Invece, niente di tutto questo. Ma forse è giusto così. Perché altrimenti si sarebbero svelate le defaillance di vertici confindustriali del passato anche recente che parlavano rivolti all’ombelico di viale dell’Astronomia o delle proprie aziende senza alzare lo sguardo verso Berlino o Francoforte. Anzi, elogiando (cosa buona e giusta, peraltro) l’economia sociale di mercato e le relazioni industriali alla tedesca.
Quindi, con tutta probabilità, ascoltare e leggere le seguenti parole di Squinzi non doveva destare troppa sorpresa.
“Sapete quanta importanza io attribuisca alla realizzazione degli Stati Uniti d’Europa – ha detto Squinzi – Alcuni sono scettici su questa visione. L’Europa con l’euro ci ha dato la riduzione della volatilità e la stabilità della nostra economia. All’euro e all’Unione incompiuta possiamo dare molte colpe, ma non quella di aver danneggiato la nostra competitività, le cui fragilità hanno radici ben piantate nel territorio nazionale”.
“Oggi – ha aggiunto il presidente di Confindustria – è in Europa che troviamo le leve della crescita, nella sua capacità di rilancio degli investimenti, di dotarsi di una politica industriale innovativa e su base comune”.

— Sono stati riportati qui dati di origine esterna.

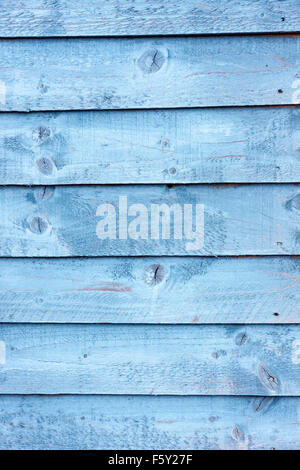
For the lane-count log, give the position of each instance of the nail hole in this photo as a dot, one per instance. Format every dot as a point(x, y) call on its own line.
point(154, 274)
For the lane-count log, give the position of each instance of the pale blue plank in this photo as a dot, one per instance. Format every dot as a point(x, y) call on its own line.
point(63, 74)
point(203, 145)
point(150, 359)
point(122, 290)
point(62, 221)
point(95, 422)
point(130, 17)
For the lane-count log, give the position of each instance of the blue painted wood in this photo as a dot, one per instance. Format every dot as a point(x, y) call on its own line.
point(62, 221)
point(130, 17)
point(62, 74)
point(150, 359)
point(203, 145)
point(99, 422)
point(123, 290)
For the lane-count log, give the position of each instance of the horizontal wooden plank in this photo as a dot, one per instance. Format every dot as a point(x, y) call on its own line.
point(122, 290)
point(129, 17)
point(150, 359)
point(62, 221)
point(202, 145)
point(62, 74)
point(95, 422)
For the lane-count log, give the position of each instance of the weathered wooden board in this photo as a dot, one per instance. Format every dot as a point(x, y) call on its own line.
point(61, 221)
point(99, 422)
point(150, 359)
point(143, 17)
point(203, 145)
point(85, 73)
point(122, 290)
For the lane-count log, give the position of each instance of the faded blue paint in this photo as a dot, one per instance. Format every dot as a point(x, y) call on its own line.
point(203, 145)
point(61, 221)
point(130, 17)
point(106, 422)
point(151, 359)
point(81, 74)
point(126, 290)
point(164, 146)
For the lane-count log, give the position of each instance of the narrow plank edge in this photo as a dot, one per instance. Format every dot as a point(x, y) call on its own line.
point(146, 17)
point(94, 422)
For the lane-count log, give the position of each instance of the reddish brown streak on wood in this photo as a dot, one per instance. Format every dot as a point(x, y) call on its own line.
point(109, 287)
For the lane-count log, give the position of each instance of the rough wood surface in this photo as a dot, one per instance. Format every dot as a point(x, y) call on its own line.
point(143, 17)
point(122, 290)
point(115, 147)
point(150, 359)
point(65, 74)
point(95, 422)
point(62, 221)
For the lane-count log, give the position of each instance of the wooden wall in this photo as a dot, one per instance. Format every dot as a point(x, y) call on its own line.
point(143, 344)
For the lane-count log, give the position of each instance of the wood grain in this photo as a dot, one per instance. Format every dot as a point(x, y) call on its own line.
point(129, 17)
point(203, 145)
point(123, 290)
point(62, 221)
point(66, 74)
point(95, 422)
point(150, 359)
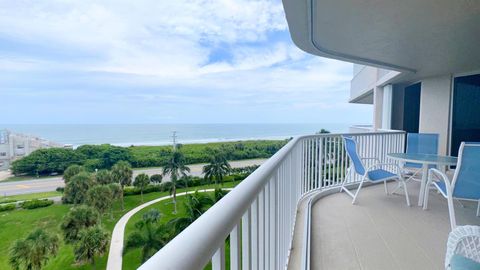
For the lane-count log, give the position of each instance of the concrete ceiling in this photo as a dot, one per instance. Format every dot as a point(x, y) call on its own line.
point(420, 37)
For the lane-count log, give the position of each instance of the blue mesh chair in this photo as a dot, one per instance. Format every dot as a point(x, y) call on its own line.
point(420, 143)
point(374, 173)
point(465, 184)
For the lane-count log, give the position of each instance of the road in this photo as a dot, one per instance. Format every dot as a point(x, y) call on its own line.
point(50, 184)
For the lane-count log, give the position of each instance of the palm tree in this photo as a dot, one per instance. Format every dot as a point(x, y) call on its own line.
point(149, 235)
point(122, 173)
point(141, 181)
point(175, 167)
point(33, 252)
point(195, 205)
point(93, 242)
point(76, 220)
point(217, 169)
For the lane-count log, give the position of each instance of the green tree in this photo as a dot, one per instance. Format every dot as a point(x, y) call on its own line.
point(156, 178)
point(77, 219)
point(217, 168)
point(100, 197)
point(175, 167)
point(195, 205)
point(117, 191)
point(114, 154)
point(141, 181)
point(71, 171)
point(103, 177)
point(149, 235)
point(77, 188)
point(122, 173)
point(93, 242)
point(219, 194)
point(33, 252)
point(323, 131)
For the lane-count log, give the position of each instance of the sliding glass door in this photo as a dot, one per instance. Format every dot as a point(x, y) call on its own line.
point(466, 111)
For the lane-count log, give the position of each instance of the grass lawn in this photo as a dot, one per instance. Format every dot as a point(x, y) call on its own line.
point(24, 197)
point(19, 223)
point(28, 177)
point(132, 259)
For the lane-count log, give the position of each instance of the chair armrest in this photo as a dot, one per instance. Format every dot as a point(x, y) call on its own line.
point(379, 165)
point(467, 237)
point(376, 159)
point(442, 176)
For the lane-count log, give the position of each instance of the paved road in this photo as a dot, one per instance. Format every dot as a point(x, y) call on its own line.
point(50, 184)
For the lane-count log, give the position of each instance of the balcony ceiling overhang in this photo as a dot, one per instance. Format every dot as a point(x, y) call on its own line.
point(420, 37)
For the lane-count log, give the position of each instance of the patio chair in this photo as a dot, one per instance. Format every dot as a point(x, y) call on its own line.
point(374, 173)
point(465, 184)
point(463, 248)
point(420, 143)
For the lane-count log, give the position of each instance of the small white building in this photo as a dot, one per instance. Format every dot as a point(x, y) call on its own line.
point(14, 146)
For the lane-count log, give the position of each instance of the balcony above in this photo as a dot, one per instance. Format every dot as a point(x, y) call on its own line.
point(421, 38)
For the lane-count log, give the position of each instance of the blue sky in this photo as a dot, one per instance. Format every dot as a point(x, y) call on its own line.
point(149, 61)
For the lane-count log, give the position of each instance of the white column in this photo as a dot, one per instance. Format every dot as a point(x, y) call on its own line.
point(377, 107)
point(387, 107)
point(435, 109)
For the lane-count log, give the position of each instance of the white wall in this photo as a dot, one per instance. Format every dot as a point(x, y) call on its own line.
point(435, 109)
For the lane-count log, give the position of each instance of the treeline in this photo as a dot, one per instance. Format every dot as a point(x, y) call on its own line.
point(56, 160)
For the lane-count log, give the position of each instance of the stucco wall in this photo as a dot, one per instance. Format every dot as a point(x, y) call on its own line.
point(435, 109)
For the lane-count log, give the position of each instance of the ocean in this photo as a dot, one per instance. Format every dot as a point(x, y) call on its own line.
point(161, 134)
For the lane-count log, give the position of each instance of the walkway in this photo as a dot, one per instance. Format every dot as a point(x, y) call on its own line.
point(116, 245)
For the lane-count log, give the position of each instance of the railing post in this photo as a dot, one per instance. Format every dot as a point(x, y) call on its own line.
point(261, 230)
point(273, 223)
point(235, 249)
point(246, 241)
point(218, 260)
point(254, 234)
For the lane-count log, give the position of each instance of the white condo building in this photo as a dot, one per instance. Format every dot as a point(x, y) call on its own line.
point(14, 146)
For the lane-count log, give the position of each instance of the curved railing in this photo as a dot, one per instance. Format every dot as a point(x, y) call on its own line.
point(259, 214)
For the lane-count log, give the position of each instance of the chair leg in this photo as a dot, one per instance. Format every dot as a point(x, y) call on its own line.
point(358, 190)
point(406, 192)
point(451, 212)
point(427, 189)
point(459, 202)
point(478, 208)
point(347, 176)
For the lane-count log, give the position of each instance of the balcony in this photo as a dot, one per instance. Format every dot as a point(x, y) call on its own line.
point(288, 214)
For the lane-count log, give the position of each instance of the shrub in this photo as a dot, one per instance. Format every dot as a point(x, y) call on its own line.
point(7, 207)
point(7, 201)
point(76, 189)
point(156, 178)
point(36, 204)
point(71, 171)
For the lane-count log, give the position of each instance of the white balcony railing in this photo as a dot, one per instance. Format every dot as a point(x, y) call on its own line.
point(259, 214)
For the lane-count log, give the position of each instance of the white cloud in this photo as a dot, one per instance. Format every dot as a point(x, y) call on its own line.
point(160, 52)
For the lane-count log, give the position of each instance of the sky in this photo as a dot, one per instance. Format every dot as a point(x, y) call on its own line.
point(150, 61)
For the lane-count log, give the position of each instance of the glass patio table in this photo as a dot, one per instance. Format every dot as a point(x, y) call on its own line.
point(425, 160)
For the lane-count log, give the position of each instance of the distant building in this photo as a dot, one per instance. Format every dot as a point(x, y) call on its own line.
point(14, 146)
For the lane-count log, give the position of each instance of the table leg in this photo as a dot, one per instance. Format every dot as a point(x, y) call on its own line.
point(423, 185)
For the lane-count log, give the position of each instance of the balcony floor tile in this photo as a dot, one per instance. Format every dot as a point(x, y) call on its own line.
point(382, 232)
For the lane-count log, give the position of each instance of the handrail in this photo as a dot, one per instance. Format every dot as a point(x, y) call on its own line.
point(290, 174)
point(214, 229)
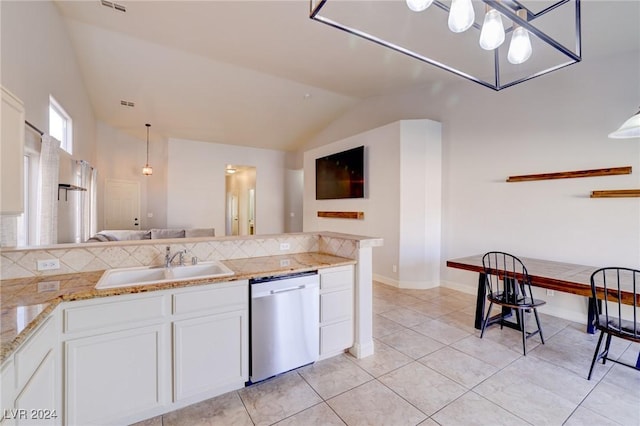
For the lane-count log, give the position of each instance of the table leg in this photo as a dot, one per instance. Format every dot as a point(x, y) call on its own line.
point(480, 298)
point(591, 314)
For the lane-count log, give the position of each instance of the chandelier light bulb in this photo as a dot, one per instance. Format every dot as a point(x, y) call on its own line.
point(492, 34)
point(461, 15)
point(520, 47)
point(418, 5)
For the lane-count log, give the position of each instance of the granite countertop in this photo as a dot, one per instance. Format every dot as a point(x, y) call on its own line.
point(26, 302)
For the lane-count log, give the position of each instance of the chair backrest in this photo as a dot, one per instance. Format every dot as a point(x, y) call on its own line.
point(502, 270)
point(620, 309)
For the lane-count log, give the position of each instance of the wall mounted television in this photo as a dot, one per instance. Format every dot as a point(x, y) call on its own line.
point(340, 175)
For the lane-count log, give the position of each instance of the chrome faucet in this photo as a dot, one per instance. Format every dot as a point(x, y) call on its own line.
point(168, 257)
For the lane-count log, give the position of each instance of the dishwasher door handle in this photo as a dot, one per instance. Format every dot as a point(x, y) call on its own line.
point(284, 290)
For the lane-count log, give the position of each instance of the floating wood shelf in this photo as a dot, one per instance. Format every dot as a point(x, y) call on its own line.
point(616, 193)
point(574, 174)
point(342, 215)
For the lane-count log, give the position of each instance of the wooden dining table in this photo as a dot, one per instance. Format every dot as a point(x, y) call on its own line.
point(548, 274)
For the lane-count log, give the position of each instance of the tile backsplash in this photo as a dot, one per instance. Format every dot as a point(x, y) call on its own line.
point(21, 263)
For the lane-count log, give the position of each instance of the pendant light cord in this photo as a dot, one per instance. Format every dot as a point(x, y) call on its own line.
point(148, 125)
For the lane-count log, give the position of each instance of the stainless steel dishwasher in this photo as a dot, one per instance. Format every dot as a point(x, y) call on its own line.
point(284, 323)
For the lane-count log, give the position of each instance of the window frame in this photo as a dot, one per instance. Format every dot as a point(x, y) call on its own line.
point(66, 140)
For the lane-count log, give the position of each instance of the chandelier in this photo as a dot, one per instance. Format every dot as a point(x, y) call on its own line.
point(495, 43)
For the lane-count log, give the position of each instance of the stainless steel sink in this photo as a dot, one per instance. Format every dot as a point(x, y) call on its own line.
point(127, 277)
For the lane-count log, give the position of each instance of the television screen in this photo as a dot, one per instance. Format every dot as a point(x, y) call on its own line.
point(340, 175)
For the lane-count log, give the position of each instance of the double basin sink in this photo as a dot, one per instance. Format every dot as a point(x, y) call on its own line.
point(127, 277)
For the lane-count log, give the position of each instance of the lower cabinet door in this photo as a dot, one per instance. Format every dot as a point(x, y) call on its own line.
point(335, 338)
point(112, 376)
point(210, 354)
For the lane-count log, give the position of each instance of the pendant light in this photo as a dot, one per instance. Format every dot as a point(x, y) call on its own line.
point(520, 47)
point(147, 170)
point(492, 34)
point(418, 5)
point(629, 129)
point(461, 15)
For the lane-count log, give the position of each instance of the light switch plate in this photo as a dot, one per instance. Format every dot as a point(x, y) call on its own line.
point(48, 264)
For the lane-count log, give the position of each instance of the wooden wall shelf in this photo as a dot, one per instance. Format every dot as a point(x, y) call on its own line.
point(573, 174)
point(342, 215)
point(616, 193)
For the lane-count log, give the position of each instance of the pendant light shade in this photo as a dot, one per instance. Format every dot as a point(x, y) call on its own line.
point(147, 170)
point(418, 5)
point(492, 34)
point(544, 36)
point(629, 129)
point(520, 47)
point(461, 15)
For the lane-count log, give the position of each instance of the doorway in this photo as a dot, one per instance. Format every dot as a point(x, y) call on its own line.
point(122, 204)
point(240, 184)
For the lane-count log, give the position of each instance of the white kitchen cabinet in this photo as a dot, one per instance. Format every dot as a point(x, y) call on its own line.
point(117, 358)
point(135, 356)
point(336, 310)
point(11, 153)
point(113, 376)
point(38, 401)
point(31, 379)
point(7, 392)
point(210, 352)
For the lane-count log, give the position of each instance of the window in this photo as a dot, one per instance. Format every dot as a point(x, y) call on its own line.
point(60, 125)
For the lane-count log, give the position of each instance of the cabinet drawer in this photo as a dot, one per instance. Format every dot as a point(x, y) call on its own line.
point(336, 305)
point(29, 357)
point(341, 276)
point(336, 337)
point(116, 312)
point(216, 297)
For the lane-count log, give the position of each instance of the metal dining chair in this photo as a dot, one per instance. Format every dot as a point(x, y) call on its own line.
point(508, 285)
point(616, 315)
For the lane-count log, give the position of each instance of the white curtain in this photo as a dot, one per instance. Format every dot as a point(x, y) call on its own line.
point(47, 227)
point(88, 211)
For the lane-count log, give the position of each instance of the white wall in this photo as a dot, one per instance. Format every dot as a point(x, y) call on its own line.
point(121, 156)
point(38, 61)
point(402, 203)
point(196, 184)
point(558, 122)
point(420, 203)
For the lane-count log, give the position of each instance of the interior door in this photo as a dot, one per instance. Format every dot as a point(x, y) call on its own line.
point(122, 204)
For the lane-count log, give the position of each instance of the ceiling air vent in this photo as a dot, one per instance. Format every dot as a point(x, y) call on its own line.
point(113, 5)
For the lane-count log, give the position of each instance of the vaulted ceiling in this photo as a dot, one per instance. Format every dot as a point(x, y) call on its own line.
point(258, 73)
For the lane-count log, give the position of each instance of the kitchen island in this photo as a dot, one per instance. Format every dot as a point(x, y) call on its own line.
point(157, 325)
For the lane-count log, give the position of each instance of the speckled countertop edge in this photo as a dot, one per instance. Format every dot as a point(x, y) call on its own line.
point(81, 286)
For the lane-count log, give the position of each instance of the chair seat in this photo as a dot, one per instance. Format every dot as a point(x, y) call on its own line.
point(523, 302)
point(622, 325)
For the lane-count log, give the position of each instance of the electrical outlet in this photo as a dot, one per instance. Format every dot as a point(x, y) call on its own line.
point(46, 286)
point(48, 264)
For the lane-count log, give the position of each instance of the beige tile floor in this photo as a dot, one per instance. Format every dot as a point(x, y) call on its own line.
point(430, 367)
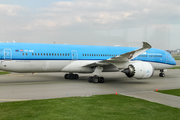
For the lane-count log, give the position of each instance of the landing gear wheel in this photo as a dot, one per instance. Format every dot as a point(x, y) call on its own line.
point(95, 80)
point(161, 75)
point(76, 76)
point(90, 79)
point(66, 76)
point(71, 76)
point(101, 80)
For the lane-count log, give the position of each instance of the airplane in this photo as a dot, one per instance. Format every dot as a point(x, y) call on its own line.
point(138, 63)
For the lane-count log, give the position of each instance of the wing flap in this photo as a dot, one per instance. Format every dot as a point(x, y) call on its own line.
point(123, 58)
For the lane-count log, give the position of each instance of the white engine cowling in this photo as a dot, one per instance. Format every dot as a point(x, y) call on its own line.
point(139, 70)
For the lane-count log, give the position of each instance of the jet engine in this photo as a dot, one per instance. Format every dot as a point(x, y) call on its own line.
point(139, 70)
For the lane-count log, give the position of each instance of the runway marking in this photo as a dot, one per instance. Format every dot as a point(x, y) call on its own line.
point(26, 83)
point(15, 75)
point(135, 92)
point(14, 99)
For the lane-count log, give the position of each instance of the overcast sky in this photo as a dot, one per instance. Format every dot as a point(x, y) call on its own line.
point(92, 22)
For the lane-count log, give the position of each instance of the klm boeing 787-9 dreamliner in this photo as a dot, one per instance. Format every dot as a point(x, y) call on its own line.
point(134, 62)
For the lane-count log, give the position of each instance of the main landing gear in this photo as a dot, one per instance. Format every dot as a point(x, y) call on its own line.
point(71, 76)
point(96, 79)
point(162, 73)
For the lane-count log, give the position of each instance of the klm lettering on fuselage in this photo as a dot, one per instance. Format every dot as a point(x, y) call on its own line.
point(31, 57)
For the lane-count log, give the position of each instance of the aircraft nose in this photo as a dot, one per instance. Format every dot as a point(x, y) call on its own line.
point(173, 61)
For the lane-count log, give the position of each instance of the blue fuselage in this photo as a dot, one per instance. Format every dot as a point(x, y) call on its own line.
point(32, 51)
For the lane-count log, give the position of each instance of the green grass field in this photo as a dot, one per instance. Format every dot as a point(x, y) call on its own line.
point(176, 67)
point(176, 57)
point(4, 72)
point(171, 92)
point(99, 107)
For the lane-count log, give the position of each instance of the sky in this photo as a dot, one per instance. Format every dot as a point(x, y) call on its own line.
point(92, 22)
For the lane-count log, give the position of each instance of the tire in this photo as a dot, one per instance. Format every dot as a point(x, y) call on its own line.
point(95, 80)
point(66, 76)
point(90, 79)
point(76, 76)
point(161, 75)
point(101, 80)
point(71, 76)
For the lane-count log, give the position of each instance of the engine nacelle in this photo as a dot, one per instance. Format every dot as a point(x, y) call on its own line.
point(139, 70)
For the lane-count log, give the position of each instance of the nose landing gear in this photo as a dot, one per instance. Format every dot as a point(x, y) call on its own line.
point(71, 76)
point(96, 79)
point(161, 74)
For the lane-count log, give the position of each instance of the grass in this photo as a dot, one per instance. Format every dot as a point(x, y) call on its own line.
point(4, 72)
point(171, 92)
point(100, 107)
point(176, 67)
point(176, 57)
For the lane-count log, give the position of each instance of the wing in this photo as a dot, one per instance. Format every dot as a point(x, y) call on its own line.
point(122, 60)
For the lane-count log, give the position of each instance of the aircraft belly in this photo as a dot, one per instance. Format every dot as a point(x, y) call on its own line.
point(159, 66)
point(33, 66)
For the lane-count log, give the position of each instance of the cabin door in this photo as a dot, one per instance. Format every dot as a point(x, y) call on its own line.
point(74, 55)
point(7, 54)
point(167, 58)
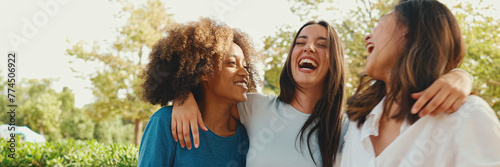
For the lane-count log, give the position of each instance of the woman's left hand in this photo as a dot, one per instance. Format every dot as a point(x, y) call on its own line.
point(446, 94)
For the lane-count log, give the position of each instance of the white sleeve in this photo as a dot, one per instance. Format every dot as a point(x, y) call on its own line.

Conclusione di Squinzi: “Bene quindi ha fatto il Presidente del Consiglio, appena insediato, a partire da Bruxelles e dalle principali capitali europee, per trovare le possibili convergenze istituzionali e le soluzioni comuni alla crisi, perché alle politiche del solo rigore seguano anche interventi che privilegino la crescita economica”.